Who was your favorite professor while you were at PUC and why?
This is a hard question, I had so many professors I feel were influential in my life but if I had to pick, I would have to choose Dr. Floyd Hayes. As one of the few students in the department of biology interested in attending graduate school in the natural sciences, he taught me how to do research by involving me in hands-on projects and helped me understand the joy of teaching by hiring me as his laboratory teaching assistant. I enjoyed learning in his classes and have always thought he deserves the Educator of the Year award! If students are struggling and come to him for help, he is very willing to work with the you, which is always something I have appreciated. To this day I still write to him asking for advice.

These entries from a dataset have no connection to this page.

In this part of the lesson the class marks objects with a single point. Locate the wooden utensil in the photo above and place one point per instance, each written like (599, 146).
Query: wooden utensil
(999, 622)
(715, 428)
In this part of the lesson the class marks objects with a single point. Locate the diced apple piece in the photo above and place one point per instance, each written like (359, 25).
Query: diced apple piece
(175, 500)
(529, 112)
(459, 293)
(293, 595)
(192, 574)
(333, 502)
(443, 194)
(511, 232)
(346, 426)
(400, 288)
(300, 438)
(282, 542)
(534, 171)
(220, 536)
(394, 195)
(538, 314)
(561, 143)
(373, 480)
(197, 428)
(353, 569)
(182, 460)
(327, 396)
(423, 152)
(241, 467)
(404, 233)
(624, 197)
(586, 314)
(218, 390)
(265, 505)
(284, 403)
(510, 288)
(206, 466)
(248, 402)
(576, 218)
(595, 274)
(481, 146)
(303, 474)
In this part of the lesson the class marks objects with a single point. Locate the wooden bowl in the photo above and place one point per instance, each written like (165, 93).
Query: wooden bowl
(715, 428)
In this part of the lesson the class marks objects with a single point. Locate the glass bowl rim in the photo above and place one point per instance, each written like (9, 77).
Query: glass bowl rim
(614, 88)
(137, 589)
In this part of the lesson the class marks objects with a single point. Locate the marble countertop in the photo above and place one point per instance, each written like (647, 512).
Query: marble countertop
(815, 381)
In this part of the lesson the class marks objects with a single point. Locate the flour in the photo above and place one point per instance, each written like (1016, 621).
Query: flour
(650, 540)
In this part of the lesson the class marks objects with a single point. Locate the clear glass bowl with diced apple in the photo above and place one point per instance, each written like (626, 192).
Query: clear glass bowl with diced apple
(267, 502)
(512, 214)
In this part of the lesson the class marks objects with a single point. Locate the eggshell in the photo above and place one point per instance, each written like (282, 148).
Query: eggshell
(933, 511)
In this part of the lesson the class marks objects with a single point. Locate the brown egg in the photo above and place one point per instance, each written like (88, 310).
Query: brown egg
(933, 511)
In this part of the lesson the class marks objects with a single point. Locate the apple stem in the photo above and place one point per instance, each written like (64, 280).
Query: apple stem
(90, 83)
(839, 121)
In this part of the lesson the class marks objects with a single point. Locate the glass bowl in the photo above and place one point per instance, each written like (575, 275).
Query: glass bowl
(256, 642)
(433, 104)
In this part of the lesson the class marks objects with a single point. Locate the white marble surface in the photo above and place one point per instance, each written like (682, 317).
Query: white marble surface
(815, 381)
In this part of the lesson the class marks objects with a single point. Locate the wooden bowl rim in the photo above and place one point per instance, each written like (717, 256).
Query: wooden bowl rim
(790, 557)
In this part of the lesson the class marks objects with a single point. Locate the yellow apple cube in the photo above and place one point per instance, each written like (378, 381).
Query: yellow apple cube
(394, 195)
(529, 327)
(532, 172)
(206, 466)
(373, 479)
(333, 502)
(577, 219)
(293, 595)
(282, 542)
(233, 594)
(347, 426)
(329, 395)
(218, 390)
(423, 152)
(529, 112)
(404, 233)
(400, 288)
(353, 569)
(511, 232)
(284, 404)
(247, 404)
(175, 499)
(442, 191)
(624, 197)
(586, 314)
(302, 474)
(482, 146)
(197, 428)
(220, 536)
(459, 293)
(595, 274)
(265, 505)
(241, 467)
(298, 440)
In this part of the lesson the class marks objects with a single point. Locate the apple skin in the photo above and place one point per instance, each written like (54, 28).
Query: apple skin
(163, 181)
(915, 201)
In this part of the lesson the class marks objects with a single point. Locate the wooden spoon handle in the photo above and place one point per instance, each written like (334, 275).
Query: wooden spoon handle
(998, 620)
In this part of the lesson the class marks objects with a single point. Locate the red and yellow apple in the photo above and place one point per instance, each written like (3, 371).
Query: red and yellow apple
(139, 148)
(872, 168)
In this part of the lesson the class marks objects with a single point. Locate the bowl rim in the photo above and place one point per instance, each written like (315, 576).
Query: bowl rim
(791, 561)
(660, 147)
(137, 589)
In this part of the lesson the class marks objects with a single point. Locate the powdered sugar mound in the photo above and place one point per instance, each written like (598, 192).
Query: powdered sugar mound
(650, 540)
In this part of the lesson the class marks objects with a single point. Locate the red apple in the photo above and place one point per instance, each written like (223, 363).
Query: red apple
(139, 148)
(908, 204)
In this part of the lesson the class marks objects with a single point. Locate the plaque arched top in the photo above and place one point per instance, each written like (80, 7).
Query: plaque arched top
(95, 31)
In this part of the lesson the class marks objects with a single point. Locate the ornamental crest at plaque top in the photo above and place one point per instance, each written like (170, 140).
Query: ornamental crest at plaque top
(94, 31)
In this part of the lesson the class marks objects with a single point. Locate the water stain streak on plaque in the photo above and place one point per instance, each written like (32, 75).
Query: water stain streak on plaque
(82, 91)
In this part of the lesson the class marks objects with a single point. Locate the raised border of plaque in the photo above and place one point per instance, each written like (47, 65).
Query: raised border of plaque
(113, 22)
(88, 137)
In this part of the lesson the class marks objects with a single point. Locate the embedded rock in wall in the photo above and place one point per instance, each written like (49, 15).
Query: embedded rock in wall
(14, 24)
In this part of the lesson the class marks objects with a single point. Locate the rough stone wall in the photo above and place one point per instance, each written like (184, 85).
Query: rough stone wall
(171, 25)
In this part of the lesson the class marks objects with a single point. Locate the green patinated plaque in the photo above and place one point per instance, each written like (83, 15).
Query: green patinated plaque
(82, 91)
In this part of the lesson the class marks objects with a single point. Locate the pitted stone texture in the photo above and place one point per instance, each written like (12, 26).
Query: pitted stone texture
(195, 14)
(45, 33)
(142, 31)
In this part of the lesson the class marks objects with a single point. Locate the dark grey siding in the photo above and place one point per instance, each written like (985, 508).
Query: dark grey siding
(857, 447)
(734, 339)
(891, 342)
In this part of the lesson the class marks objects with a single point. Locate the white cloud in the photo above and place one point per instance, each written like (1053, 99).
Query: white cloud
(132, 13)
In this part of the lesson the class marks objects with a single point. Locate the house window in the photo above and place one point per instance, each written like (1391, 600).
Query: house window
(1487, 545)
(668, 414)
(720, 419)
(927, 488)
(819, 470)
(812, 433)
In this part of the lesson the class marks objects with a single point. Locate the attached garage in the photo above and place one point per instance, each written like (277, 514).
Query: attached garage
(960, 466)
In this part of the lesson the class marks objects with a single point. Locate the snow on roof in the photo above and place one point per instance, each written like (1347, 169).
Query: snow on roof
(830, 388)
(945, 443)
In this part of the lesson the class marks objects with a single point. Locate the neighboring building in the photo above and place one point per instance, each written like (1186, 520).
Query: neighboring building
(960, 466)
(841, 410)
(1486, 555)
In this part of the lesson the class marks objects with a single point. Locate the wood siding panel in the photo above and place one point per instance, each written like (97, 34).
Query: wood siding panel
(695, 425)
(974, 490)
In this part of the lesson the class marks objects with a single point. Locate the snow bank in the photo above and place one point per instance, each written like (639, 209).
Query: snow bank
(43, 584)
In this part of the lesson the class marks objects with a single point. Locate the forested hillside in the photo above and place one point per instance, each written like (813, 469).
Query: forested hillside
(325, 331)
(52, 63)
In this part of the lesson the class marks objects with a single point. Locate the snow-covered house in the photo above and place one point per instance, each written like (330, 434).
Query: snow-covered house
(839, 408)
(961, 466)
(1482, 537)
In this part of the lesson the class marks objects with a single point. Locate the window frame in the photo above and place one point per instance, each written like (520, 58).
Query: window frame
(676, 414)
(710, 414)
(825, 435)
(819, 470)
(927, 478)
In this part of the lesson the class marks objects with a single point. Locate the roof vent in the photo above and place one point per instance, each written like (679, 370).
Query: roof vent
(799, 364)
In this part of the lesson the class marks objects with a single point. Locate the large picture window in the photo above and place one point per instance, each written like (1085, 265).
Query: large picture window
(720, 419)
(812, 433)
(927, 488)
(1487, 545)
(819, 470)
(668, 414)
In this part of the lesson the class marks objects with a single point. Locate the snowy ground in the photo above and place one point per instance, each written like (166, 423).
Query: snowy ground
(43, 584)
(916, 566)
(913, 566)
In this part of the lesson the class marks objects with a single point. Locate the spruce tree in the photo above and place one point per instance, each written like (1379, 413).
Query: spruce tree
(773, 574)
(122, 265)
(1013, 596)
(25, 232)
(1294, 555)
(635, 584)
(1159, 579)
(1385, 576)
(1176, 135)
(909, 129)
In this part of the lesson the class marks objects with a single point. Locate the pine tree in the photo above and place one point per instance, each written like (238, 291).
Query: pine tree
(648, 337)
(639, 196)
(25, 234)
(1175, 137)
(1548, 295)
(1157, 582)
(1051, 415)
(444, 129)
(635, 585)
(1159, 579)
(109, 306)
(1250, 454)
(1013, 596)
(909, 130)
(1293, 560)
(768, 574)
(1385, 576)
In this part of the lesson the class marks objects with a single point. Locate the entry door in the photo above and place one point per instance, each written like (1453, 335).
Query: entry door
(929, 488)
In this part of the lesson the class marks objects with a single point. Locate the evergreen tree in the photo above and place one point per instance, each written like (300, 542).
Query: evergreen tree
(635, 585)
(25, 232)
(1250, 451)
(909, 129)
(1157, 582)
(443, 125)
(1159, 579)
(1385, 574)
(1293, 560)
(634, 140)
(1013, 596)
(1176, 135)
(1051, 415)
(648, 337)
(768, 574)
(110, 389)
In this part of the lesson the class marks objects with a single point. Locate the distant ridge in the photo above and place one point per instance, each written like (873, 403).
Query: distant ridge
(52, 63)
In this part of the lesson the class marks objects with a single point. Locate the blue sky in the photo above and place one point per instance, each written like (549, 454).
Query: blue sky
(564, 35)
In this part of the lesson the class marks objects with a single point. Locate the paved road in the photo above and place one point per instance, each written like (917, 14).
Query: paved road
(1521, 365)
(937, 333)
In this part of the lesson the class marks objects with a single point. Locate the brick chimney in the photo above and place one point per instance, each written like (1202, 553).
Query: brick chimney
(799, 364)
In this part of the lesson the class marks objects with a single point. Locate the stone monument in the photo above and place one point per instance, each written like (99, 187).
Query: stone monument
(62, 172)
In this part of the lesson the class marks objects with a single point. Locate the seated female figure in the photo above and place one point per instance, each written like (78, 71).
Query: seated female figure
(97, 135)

What is your favorite memory from PUC?
I have so many fond memories of PUC. However, my favorite memory from my time at PUC was watching the ‘pumpkin chuck’ during MOGtoberfest (Grainger Hall’s club). Living in the dorm and being a part of the Men of Grainger was such a fun experience. I met a lot of amazing, friendly people and have remained friends with some of them even after graduation. Other fond memories include going on hikes in the back 40, experiencing the beauty of fields of mustard and the blossoming trees, and, as every PUC student knows, eating at the amazing restaurants in the Napa Valley.
What advice would you give to young students?
My advice to students would be to never give up and to rely on your friends for support. Even though life may seem difficult and frustrating, keep your life goals in mind and know, as I stated earlier, with a little hard work and determination, it will all be worth it. Also, never pass up the opportunity to learn something new, you never know when it may become useful.
Dustin has also been featured in several articles by Loma Linda University. Read “Sea turtle app developed by student creates citizen-researchers” and “Loma Linda University researchers expand sea turtle research smartphone apps” to learn more about his process and how this app can help researchers around the world in their study of sea turtles.
TURT (Turtles Uniting Researchers and Tourists) is available on iOs as well as on Android.